Après ce tronçon rectiligne, la route traverse deux tunnels bas et étroits ruisselants d’eau qui s’ouvrent sur une cuvette herbeuse culminant au sommet. J’avais hâte de continuer à monter, car je n’aimais pas nager en amont à travers ces tunnels claustrophobes contre un torrent de spectateurs qui se précipitaient vers leurs voitures après la course, retardant ainsi encore plus mon retour et testant la patience de ma fille, une denrée elle n’a pas en abondance.

J’ai regardé les protagonistes se débattre dans la montée raide, suivis de petits groupes et de cavaliers solitaires répartis sur 20 minutes. Enfin, le grand gruppetto est apparu, mené par « Pippo » Pozzatto. On aurait dit que c’était la fin de la course, alors j’ai remonté sur mon vélo pour essayer d’atteindre les tunnels avant que la foule ne commence à se précipiter vers moi.

Je profitais de la balade parmi des fans italiens passionnés, quand j’ai réalisé que la course n’était pas terminée, car Bradley Wiggins de Sky m’a dépassé. Le Britannique mince comme un rail occupait la septième place au début de la journée à Venise, à 1h11 de Basso (futur vainqueur de ce Giro 2010) et devant tous les autres favoris de la course.

Normalement, j’aurais simplement sauté de mon vélo et attendu le dernier coureur, mais je suis un geek de la technologie et Wiggins s’agitait en partie pour des raisons techniques. Ses plateaux ovales Osymetric oscillant vertigineusement de haut en bas à chaque rotation ont un anneau intérieur minimum de 38 dents, qui à ses points les plus hauts est probablement plus haut qu’un 40 dents, mais Wiggins était confronté à de superbes grimpeurs sur des plateaux à 34 dents. De plus, alors que les pilotes SRAM avaient des pignons aussi grands que 32 dents à l’arrière et que les pilotes Campy avaient 29 dents, son dérailleur arrière Dura-Ace atteignait un maximum de 28 dents. J’ai donc roulé à côté, prenant des photos de cet ancien porteur du maillot rose et favori de la course quelques heures avant pour documenter son mauvais choix d’un équipement beaucoup plus grand que ses concurrents.

Article tel qu'il a été initialement publié dans VeloNews

Après avoir remis l’appareil photo dans ma poche, des fans enragés ont commencé à me pousser (ainsi que Wiggins) vers le haut de la colline. Au début, j’ai résisté, mais ensuite j’ai laissé faire, résolu à traverser les tunnels, puis à sortir du parcours, à gravir la colline après l’arrivée et à rejoindre ma fille qui attendait de l’autre côté. C’est alors que Michael Barry est arrivé.

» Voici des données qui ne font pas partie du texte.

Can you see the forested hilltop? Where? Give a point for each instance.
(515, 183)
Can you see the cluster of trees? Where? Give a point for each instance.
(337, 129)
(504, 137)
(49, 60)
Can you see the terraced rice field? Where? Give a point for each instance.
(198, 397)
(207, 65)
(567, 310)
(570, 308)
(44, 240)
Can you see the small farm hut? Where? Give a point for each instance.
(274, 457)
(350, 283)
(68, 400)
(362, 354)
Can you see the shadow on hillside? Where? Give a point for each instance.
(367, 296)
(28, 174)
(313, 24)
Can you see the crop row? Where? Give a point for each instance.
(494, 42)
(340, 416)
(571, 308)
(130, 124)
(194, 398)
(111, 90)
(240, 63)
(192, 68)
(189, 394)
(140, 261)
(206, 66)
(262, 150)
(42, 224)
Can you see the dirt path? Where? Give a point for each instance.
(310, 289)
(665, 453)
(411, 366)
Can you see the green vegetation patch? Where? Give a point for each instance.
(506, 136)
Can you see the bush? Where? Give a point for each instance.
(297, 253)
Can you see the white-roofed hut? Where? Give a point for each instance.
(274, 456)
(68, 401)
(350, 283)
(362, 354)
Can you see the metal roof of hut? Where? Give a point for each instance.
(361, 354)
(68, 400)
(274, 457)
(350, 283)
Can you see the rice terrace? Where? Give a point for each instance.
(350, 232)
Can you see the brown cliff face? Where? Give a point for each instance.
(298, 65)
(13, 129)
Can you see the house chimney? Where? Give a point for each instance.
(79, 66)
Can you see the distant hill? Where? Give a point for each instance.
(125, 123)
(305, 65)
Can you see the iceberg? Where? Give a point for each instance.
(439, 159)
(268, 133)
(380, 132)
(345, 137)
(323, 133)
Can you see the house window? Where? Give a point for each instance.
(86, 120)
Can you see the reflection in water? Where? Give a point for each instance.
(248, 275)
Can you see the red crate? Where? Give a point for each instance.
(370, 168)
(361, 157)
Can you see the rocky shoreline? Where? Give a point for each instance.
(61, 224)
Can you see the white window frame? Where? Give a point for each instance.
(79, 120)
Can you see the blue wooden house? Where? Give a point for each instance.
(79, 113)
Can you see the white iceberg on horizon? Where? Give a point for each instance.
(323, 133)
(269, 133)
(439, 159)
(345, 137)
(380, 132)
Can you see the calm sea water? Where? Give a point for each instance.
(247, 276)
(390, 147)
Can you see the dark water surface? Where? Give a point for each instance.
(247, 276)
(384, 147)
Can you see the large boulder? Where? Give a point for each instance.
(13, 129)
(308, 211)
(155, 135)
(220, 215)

Mon plan a bien fonctionné à travers les tunnels étroits dépourvus de spectateurs. Cependant, surgissant dans un bruit assourdissant de l’autre côté, comme un joueur de football courant sur le terrain du Super Bowl, j’ai réalisé quelle mauvaise décision j’avais prise. Au lieu de barrières retenant des milliers de fans hurlants, il y avait des policiers et des militaires attachés aux poignets qui les retenaient ! Il était hors de question que j’essaye de percer cette phalange ; J’imaginais de nombreuses conséquences de le faire, et aucune ne semblait bonne. Mon cœur battait la chamade, et non à cause de la raideur de la montée.

Normalement, des clôtures de contrôle des foules en acier bordent les trois derniers kilomètres de Grand Tours, mais malgré l’arrivée juste au-dessus de moi, il n’y en avait pas. La foule et la police semblaient inconscientes que je n’étais pas un coureur (et je me suis glissé avec des retardataires du Giro pour rester incognito), mais cela changerait si je franchissais la ligne d’arrivée. J’ai dû quitter le cours !

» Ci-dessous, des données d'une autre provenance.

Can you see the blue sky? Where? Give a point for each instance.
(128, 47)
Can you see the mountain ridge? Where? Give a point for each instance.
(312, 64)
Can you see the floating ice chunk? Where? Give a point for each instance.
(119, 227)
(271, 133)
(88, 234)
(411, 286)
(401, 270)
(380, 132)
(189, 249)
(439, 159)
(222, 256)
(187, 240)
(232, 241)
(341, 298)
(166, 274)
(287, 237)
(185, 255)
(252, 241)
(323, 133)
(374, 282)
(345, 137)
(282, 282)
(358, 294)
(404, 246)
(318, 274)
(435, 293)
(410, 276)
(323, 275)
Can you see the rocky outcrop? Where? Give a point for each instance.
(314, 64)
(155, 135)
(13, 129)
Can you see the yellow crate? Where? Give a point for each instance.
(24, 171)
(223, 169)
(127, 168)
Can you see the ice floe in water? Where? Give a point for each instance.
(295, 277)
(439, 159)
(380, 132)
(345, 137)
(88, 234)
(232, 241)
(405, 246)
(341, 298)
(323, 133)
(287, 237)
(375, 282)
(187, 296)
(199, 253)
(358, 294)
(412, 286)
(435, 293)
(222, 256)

Enfin, après des lacets apparemment interminables bordés de carabiniers, l’escrime a commencé, mais la route était étroite et les fans se penchaient, agitant les bras et l’attirail du Giro et frappant sur les plaques des sponsors attachées à la clôture en acier. Je ne voyais aucune issue jusqu’à ce que j’aperçoive un petit enfant le long de la barrière de gauche. J’ai pédalé droit vers lui et j’ai sauté par-dessus; avoir une entrejambe de 38 pouces aide à enjamber une clôture d’un mètre de haut. Je me suis effondré sur l’herbe, poussant un soupir de soulagement, mais j’ai été immédiatement assailli par des fans m’exhortant en italien à continuer.

“Tu ne peux pas t’arrêter maintenant,” m’ont-ils supplié. “Vous êtes venu si loin, et l’arrivée est juste là!”

J’ai ignoré leurs conseils; J’avais eu assez d’excitation pour une journée.